Salut à tous. Petite intro dans la voiture, vous me connaissez : je suis pressé, je regarde à moitié la caméra… mais je voulais absolument débriefer ce cours de padel avec Arnaud Meesen, parce qu’il y a eu de vrais “déclics”. Pas des astuces Instagram : des réglages simples, répétés, qui changent la qualité de balle et la lucidité en match.
D’abord, changement de routine : les cours ne se font plus avec Geoffrey pour le moment. Nos emplois du temps ne collent plus, donc je repars sur un nouveau binôme. Dans la vidéo, je m’entraîne avec un pote annoncé autour de 300 : on se connaît depuis quelques mois, on a déjà joué ensemble, et surtout on va faire équipe après les interclubs. Objectif clair : arrêter de bricoler, construire un jeu plus solide et monter en niveau étape par étape.
Les fondamentaux qu’Arnaud corrige (et que je faisais mal)
Premier chantier : les appuis. Arnaud me le répète en boucle : “reste bas”. Dès que je joue haut sur les jambes, je perds le timing, je me déséquilibre et je subis la vitre. Quand je fléchis, la balle part plus propre, je suis stable après l’impact, et je peux enchaîner. Ça paraît basique, mais c’est exactement ce qui sépare un échange “survivre” d’un échange “construire”.

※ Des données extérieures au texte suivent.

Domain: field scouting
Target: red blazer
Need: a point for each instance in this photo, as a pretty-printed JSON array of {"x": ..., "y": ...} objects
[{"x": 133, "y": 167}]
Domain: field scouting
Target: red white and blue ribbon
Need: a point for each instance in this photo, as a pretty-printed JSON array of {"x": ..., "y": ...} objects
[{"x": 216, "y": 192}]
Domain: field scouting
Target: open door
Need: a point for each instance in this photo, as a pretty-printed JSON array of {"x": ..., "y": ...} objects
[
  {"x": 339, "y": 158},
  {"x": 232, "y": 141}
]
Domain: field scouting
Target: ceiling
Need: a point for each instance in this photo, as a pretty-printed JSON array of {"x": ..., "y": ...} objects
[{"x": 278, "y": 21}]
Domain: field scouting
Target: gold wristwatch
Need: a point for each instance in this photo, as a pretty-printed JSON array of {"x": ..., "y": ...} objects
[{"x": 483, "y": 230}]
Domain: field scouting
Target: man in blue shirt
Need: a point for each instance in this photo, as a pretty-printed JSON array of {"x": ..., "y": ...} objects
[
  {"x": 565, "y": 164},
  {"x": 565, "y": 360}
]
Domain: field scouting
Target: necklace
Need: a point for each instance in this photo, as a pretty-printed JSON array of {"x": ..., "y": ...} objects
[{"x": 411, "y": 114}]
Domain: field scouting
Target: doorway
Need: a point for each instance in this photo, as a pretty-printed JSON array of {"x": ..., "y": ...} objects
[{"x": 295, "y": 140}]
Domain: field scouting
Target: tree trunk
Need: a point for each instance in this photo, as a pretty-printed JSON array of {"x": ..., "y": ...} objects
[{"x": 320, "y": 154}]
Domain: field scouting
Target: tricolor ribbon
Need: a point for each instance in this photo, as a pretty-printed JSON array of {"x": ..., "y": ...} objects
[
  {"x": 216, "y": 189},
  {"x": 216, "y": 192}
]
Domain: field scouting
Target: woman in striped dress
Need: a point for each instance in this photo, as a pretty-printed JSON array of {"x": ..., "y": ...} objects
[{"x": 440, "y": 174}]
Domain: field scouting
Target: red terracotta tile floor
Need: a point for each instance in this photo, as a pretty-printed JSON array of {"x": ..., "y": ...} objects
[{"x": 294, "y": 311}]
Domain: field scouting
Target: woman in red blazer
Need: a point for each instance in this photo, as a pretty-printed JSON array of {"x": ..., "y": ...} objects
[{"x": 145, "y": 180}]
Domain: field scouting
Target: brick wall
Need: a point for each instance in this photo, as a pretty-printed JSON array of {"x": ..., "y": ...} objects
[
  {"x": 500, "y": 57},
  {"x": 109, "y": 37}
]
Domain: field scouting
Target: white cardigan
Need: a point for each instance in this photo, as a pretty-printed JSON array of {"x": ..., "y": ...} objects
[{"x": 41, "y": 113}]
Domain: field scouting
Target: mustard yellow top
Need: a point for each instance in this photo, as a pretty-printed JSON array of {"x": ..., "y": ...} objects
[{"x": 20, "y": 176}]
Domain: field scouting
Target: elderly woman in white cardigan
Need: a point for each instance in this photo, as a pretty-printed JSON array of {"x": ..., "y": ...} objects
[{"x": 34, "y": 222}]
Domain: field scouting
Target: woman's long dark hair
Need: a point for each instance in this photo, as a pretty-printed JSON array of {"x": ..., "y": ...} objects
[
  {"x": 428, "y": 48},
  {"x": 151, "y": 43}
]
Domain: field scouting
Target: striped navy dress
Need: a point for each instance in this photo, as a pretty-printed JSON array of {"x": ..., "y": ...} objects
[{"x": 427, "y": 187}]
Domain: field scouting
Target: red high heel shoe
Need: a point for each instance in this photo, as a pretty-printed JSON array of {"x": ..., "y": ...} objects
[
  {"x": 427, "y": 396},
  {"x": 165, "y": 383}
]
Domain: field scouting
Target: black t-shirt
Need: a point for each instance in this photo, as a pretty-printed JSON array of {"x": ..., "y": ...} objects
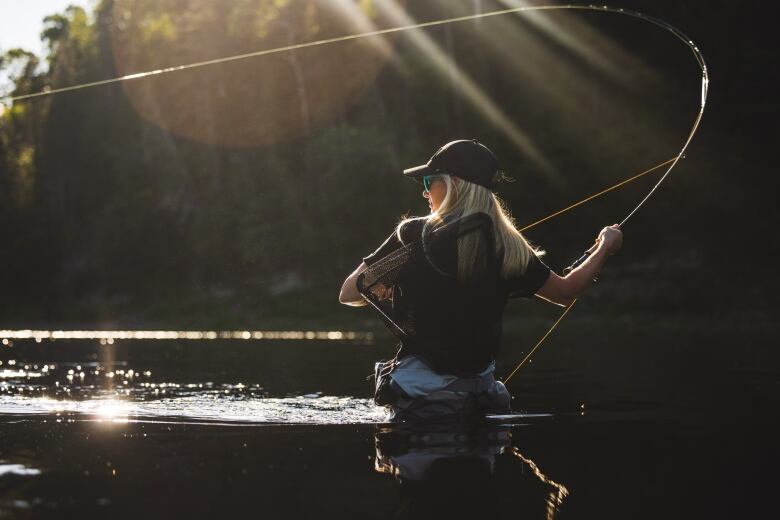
[{"x": 454, "y": 326}]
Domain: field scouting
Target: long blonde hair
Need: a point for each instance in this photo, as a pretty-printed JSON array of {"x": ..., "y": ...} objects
[{"x": 464, "y": 198}]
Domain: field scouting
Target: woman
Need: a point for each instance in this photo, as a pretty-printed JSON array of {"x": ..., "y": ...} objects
[{"x": 449, "y": 277}]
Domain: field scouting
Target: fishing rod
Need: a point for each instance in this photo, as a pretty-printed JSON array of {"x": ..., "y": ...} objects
[{"x": 381, "y": 32}]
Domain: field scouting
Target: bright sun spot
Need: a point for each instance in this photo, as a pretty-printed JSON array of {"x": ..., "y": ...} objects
[{"x": 112, "y": 410}]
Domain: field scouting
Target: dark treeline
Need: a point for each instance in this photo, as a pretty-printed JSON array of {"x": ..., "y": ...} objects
[{"x": 239, "y": 182}]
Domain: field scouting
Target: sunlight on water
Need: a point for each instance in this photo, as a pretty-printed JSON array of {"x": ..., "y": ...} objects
[
  {"x": 307, "y": 409},
  {"x": 109, "y": 336},
  {"x": 122, "y": 394}
]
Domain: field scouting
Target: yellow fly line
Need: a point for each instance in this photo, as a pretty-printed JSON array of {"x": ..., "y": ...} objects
[{"x": 671, "y": 163}]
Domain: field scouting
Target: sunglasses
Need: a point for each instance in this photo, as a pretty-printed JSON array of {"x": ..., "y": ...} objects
[{"x": 428, "y": 180}]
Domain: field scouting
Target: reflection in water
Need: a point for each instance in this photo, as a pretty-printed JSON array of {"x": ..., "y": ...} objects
[
  {"x": 110, "y": 390},
  {"x": 109, "y": 336},
  {"x": 458, "y": 471}
]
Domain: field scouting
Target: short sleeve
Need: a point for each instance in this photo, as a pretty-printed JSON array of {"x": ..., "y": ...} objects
[
  {"x": 527, "y": 284},
  {"x": 409, "y": 232},
  {"x": 388, "y": 246}
]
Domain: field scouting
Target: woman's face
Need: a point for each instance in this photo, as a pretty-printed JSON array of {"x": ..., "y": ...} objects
[{"x": 436, "y": 193}]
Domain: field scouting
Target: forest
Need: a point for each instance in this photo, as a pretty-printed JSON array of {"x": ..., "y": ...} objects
[{"x": 246, "y": 190}]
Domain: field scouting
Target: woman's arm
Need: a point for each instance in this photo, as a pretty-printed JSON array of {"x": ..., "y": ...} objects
[
  {"x": 563, "y": 290},
  {"x": 349, "y": 294}
]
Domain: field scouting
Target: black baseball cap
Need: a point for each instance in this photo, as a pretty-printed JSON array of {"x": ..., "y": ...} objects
[{"x": 468, "y": 159}]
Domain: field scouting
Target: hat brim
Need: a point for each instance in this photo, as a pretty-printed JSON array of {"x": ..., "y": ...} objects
[{"x": 418, "y": 172}]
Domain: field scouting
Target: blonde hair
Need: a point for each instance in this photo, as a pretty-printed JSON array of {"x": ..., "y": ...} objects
[{"x": 464, "y": 198}]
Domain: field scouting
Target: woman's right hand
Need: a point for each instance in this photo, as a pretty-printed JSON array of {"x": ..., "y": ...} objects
[{"x": 611, "y": 239}]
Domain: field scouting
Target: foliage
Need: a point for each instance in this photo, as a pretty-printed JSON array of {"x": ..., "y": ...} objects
[{"x": 240, "y": 181}]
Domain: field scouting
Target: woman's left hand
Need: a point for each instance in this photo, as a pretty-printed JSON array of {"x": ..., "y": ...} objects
[{"x": 382, "y": 292}]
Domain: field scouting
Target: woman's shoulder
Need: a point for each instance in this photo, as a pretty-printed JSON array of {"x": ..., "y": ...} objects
[{"x": 410, "y": 229}]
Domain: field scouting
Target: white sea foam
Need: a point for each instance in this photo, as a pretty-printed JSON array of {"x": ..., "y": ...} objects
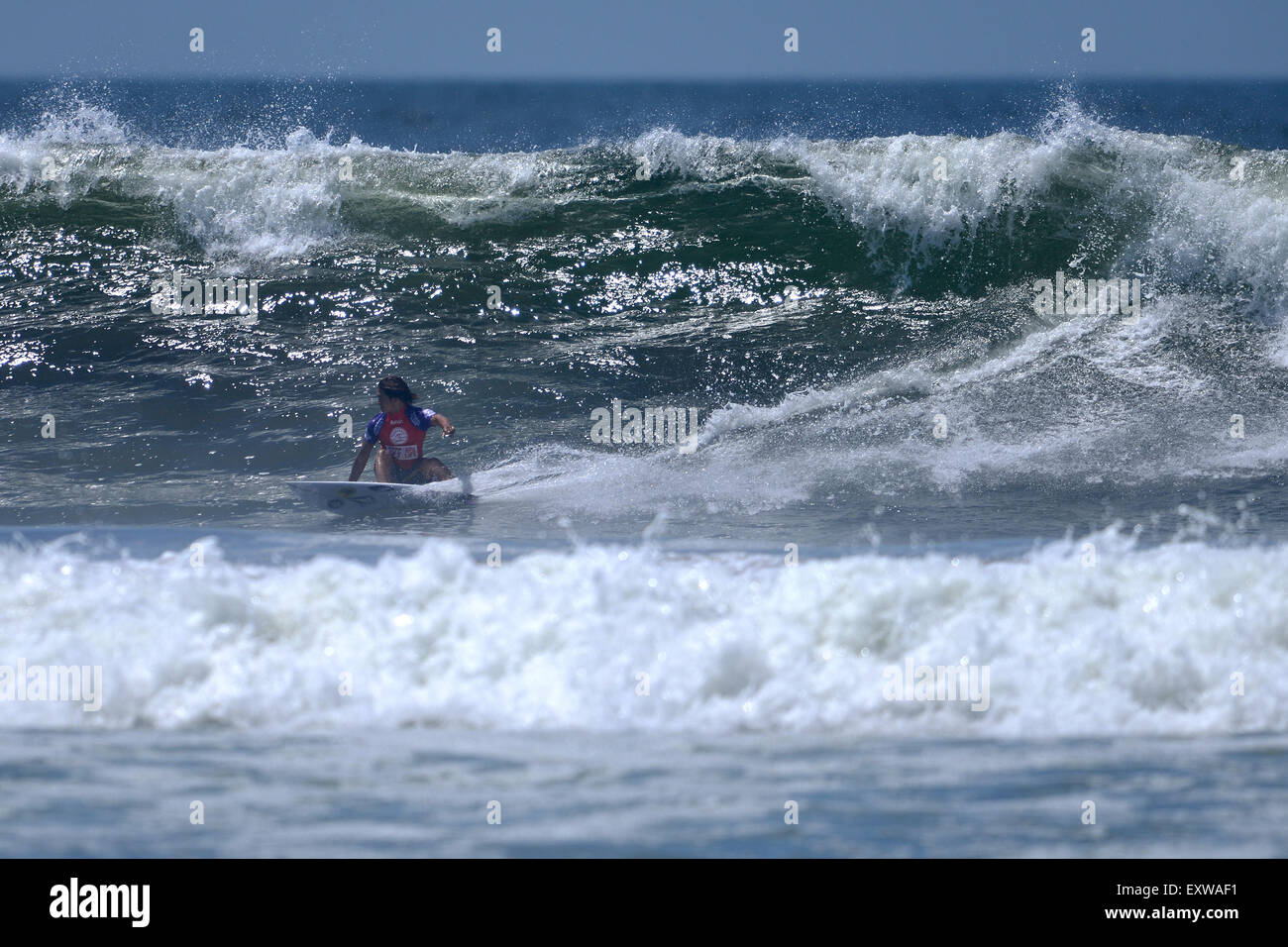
[{"x": 1145, "y": 641}]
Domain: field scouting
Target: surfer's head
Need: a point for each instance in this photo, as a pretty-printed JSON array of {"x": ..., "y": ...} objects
[{"x": 393, "y": 389}]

Deuxième point : le relâchement. Bras crispé = geste coupé, balle qui remonte, et zéro longueur. Là, consigne claire : petite préparation, long accompagnement, et je termine mon mouvement. Même en défense, Arnaud veut une raquette “vivante” : je bloque moins, je contrôle plus, et je me donne une seconde chance sur la balle suivante.
Troisième déclic : la gestion des vitres, surtout en double vitre. Mon erreur typique, c’est de vouloir frapper “au contact”. Arnaud me fait attendre : je laisse la balle sortir, raquette déjà basse, puis j’avance au bon moment. Et sur les lobs, il casse mon automatisme : au lieu de reculer au même rythme, j’accélère fort sur les premiers pas, puis j’ajuste avec des petits pas avant la bandeja ou la víbora (que j’ai tendance à prendre trop derrière). Résultat : je joue la balle devant moi, pas en retard.
Le rythme : arrêter de jouer la vitesse moyenne
Le passage le plus intéressant du cours, c’est quand Arnaud parle de la “vitesse de croisière”. Jouer à rythme moyen, c’est offrir une balle confortable à l’adversaire : il s’appuie, il slice, il vous enferme. Donc on fait l’inverse : soit j’accélère (souvent sur le corps), soit je casse le tempo en jouant plus lent. Dans l’exercice, en alternant une balle rapide puis une balle douce, l’effet est immédiat : l’autre hésite, ses appuis se figent, et la balle “revient moins”.
Et pour prendre le filet, on sort du schéma automatique “lob et on court”. On bosse la chiquita jouée en avançant, raquette en bas, souvent au centre pour réduire les angles. Derrière, la volée devient plus simple : je ne cherche pas le highlight, je cherche la zone.
Test raquette Adidas : sensations contrôle, sans forcer
Dernier point, très concret : le test raquette. J’hésitais entre Adidas et Babolat, et là j’ai essayé une Adidas orientée contrôle. Sensation immédiate : ça répond sans que j’allonge, c’est tolérant en défense même un peu décentré, et je sens mieux la balle dans les vitres.